Preisabsprachen in großem Stil? Gazprom wehrt sich
28.09.2011, 17:25 Uhr
Deutschland ist Großabnehmer von russischem Gas.
(Foto: picture-alliance/ dpa)
Gazprom könnte es bald an den Kragen gehen - und mit dem russischen Gasriesen auch weiteren Konzernen, darunter beispielsweise Eon und RWE. Die EU-Kommission geht im Gasmarkt dem Verdacht des Machtmissbrauchs und überteuerter Preise nach. Ermittelt wird auch wegen möglicher Marktaufteilungen. Razzien in diversen Konzernbüros sind erst der Anfang. Gazprom reagiert.
Der russische Branchenriese Gazprom wehrt sich gegen den Verdacht der Manipulation des Gasmarktes in Europa. Gazprom habe stets auf die Einhaltung aller Wettbewerbsregeln geachtet, erklärte der Konzern. Am Dienstag hatten Fahnder von EU und nationalen Behörden mit Razzien bei Gazprom und weiteren Energieversorgern begonnen, darunter auch den deutschen Konzernen Eon und RWE.
Die Firmen stehen im Verdacht, Wettbewerbsregeln missachtet oder zumindest von Wettbewerbsbeschränkungen gewusst zu haben. Sie könnten zum Beispiel Mitbewerbern den Zugang zu ihren Pipelines erschwert oder zu hohe Preise gefordert haben, auch Absprachen zur Aufteilung von Märkten seien denkbar, hieß es in einer Kommissionsmitteilung, die keine der betroffenen Firmen nannte. Als betroffene Gebiete nannte sie "mittel- und osteuropäische" EU-Länder. Nach inoffiziellen Angaben aus EU-Kreisen steht Gazprom im Zentrum der Ermittlungen.
Razzien in mehreren Ländern
Ein Sprecher in der tschechischen RWE-Niederlassung sagte, dass der Verdacht der EU-Fahnder "den möglichen Missbrauch der marktbeherrschenden Stellung auf dem europäischen Markt der Gesellschaft Gazprom" betreffe. Gazprom selbst bestätigte Razzien in Büros in mehreren Ländern, darunter Deutschland und Tschechien. Nach Informationen aus Brüsseler Kreisen steht Gazprom im Verdacht, mit anderen Firmen Märkte aufgeteilt zu haben. Nach Berichten litauischer Medien wurde auch die litauische Lietuvos Dujos durchsucht, an der Gazprom gut 37 Prozent der Anteile hält. Litauen hatte im Januar in Brüssel gegen Gazprom Beschwerde wegen Missbrauchs seiner marktbeherrschenden Stellung in dem baltischen Land erhoben.

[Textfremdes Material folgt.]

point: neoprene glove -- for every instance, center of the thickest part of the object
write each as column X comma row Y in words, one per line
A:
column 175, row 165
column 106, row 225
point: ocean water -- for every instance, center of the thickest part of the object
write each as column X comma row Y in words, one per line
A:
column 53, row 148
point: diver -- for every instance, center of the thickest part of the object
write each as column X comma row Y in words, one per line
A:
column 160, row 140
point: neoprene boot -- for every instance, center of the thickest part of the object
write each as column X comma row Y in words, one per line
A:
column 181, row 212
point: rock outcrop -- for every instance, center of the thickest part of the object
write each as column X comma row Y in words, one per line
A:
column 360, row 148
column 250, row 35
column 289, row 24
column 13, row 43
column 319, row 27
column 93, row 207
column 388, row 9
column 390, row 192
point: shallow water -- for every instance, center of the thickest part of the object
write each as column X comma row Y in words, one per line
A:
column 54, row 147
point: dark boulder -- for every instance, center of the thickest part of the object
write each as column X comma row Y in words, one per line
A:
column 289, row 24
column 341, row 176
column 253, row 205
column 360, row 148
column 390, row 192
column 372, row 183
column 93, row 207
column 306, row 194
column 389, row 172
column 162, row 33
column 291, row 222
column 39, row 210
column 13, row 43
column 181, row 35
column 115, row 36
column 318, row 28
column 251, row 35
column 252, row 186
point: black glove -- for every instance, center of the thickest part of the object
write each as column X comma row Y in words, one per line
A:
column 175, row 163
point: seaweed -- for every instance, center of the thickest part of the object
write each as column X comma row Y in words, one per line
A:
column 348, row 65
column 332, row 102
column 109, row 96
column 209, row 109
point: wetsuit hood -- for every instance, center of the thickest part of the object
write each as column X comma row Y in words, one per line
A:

Die Kommission nannte die betroffenen Unternehmen wie gewöhnlich nicht und betonte, dass noch keine Beweise vorlägen. Ein Sprecher von Eon-Ruhrgas sagte, "dass in unserem Hause Voruntersuchungen der EU-Kommission gelaufen sind". Eon unterstütze die Behörde bei ihrer Arbeit. Auch ein RWE-Sprecher bestätigte, dass es Durchsuchungen am Sitz in Deutschland sowie in Tschechien gegeben habe. Das Unternehmen kooperiere mit den Ermittlern, sagte er. Auch der österreichische Marktführer OMV, der das Konsortium zum Bau der Nabucco-Gaspipeline führt, bestätigte eine Prüfung.
Russland und Norwegen wichtig
In Deutschland wurde im vergangenen Jahr Gas mit dem Energiegehalt von rund 3,7 Millionen Terajoule verbraucht. Die Inlandsgewinnung und Exporte halten sich in etwa die Waage, wie aus Daten des Bundesamtes für Wirtschaft und Ausfuhrkontrolle hervorgeht. Die wichtigsten Lieferanten sind demnach Russland und Norwegen.
Terajoule geben den Energiegehalt an; Gas wird auch in Kubikmetern gemessen. Der Energiegehalt von Gas aus verschiedenen Fördergebieten ist unterschiedlich.